O líder da oposição na Hungráia, Peter Magyar, afirmou que as eleições de 12 de abril vão decidir se o país se mantém integrado à Europa ou se afasta para um eixo autoritário. Ele diz que o voto pode definir o caminho econômico e institucional de Budapeste diante de fundos europeus em jogo.

Magyar dirige o partido Tisza, que segundo pesquisas lidera as intenções de voto ao lado de Orban, em meio a críticas sobre o governo de 16 anos e seu modelo descrito como democracia iliberal. A campanha ocorre em meio a tensões com a União Europeia e a uma política externa cada vez mais pragmática.

Acesso a fundos da UE e clima econômico

Magyar promete negociar rapidamente com Bruxelas para desbloquear cerca de 11 bilhões de euros do Mecanismo de Recuperação e Resiliência, congelados por falhas no estado de direito.
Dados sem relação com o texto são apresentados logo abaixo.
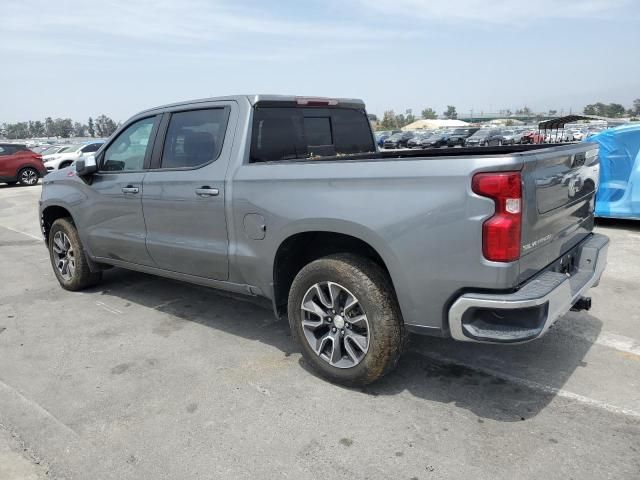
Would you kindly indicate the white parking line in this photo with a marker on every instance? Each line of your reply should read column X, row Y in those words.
column 619, row 342
column 534, row 385
column 109, row 309
column 23, row 233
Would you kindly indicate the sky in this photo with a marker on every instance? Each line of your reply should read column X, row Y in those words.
column 78, row 59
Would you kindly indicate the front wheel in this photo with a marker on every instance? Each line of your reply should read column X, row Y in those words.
column 344, row 315
column 68, row 257
column 28, row 176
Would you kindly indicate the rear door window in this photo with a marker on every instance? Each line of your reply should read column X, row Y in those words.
column 289, row 133
column 194, row 138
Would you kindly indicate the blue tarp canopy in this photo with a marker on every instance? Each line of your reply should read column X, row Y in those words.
column 619, row 192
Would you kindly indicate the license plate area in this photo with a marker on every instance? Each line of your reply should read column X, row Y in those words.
column 567, row 264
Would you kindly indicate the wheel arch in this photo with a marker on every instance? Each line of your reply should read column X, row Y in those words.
column 49, row 215
column 301, row 248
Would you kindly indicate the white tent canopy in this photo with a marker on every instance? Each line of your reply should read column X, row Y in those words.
column 431, row 124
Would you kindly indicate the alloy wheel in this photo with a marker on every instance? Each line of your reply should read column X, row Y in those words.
column 335, row 324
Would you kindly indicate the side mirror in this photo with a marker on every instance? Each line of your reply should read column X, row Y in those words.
column 86, row 166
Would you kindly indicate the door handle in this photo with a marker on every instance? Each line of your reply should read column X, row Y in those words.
column 207, row 192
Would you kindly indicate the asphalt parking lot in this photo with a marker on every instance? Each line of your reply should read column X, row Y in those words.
column 144, row 378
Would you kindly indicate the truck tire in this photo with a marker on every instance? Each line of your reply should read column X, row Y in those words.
column 344, row 315
column 68, row 257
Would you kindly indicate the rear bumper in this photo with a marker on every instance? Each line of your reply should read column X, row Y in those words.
column 529, row 312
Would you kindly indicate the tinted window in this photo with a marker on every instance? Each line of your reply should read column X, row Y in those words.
column 194, row 138
column 91, row 148
column 317, row 131
column 127, row 152
column 284, row 133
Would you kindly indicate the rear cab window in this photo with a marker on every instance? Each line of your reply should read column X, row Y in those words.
column 308, row 133
column 194, row 138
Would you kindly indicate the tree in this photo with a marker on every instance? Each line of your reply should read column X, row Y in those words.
column 37, row 128
column 410, row 117
column 90, row 128
column 17, row 130
column 451, row 113
column 615, row 110
column 388, row 120
column 105, row 126
column 48, row 127
column 78, row 129
column 429, row 114
column 62, row 127
column 601, row 110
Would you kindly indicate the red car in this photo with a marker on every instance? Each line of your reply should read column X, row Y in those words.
column 19, row 164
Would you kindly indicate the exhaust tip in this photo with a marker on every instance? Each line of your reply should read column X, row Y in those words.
column 583, row 303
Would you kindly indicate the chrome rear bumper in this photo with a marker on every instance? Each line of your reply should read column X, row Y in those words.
column 529, row 312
A meta é iniciar repasses ainda no período de prazos, sob condições de conformidade com regras comuns.

Ao todo, a Hungria enfrenta aproximadamente 17 bilhões de euros retidos, com a maior parte no RRF. Analistas apontam que expectativas sobre o desbloqueio podem influenciar o câmbio, com o forint reagindo a cenários eleitorais e à cooperação com a UE.

Relações com EUA, Rússia e Ucrânia

Magyar disse defender relações construtivas com os Estados Unidos, buscando cooperação internacional para sinais de estabilidade econômica. O apoio de Washington é visto como positivo por parte de aliados, segundo a leitura da oposição.

A campanha também aborda a postura da Hungria diante da guerra na Ucrânia. Magyar sinaliza apoio a um processo de paz com garantias internacionais, sem envio de tropas ou armas pelo governo caso seja eleito, mantendo sair do eixo de confrontação militar.

Orban tem apresentado a eleição como escolha entre guerra ou paz e enfatizou a necessidade de manter a Hungria como ponte entre tradições orientais e instituições ocidentais. A oposição, porém, sustenta a aposta europeia e o alinhamento com parcerias regionais.

Contexto regional e voto esperado

Além da relação com a UE, a disputa envolve a ascensão de forças de direita na Europa ante um cenário de russo-ocidente tenso. Magyar coloca a eleição como um referendo entre desenvolvimento europeu e alinhamento com blocos autocráticos.

A campanha ocorreu em Salgótarján, cidade mineira, com apoio popular e clima frio. O pleito é visto como teste para o papel da Hungria no bloco europeu e para a continuidade de políticas de desenvolvimento financeiro.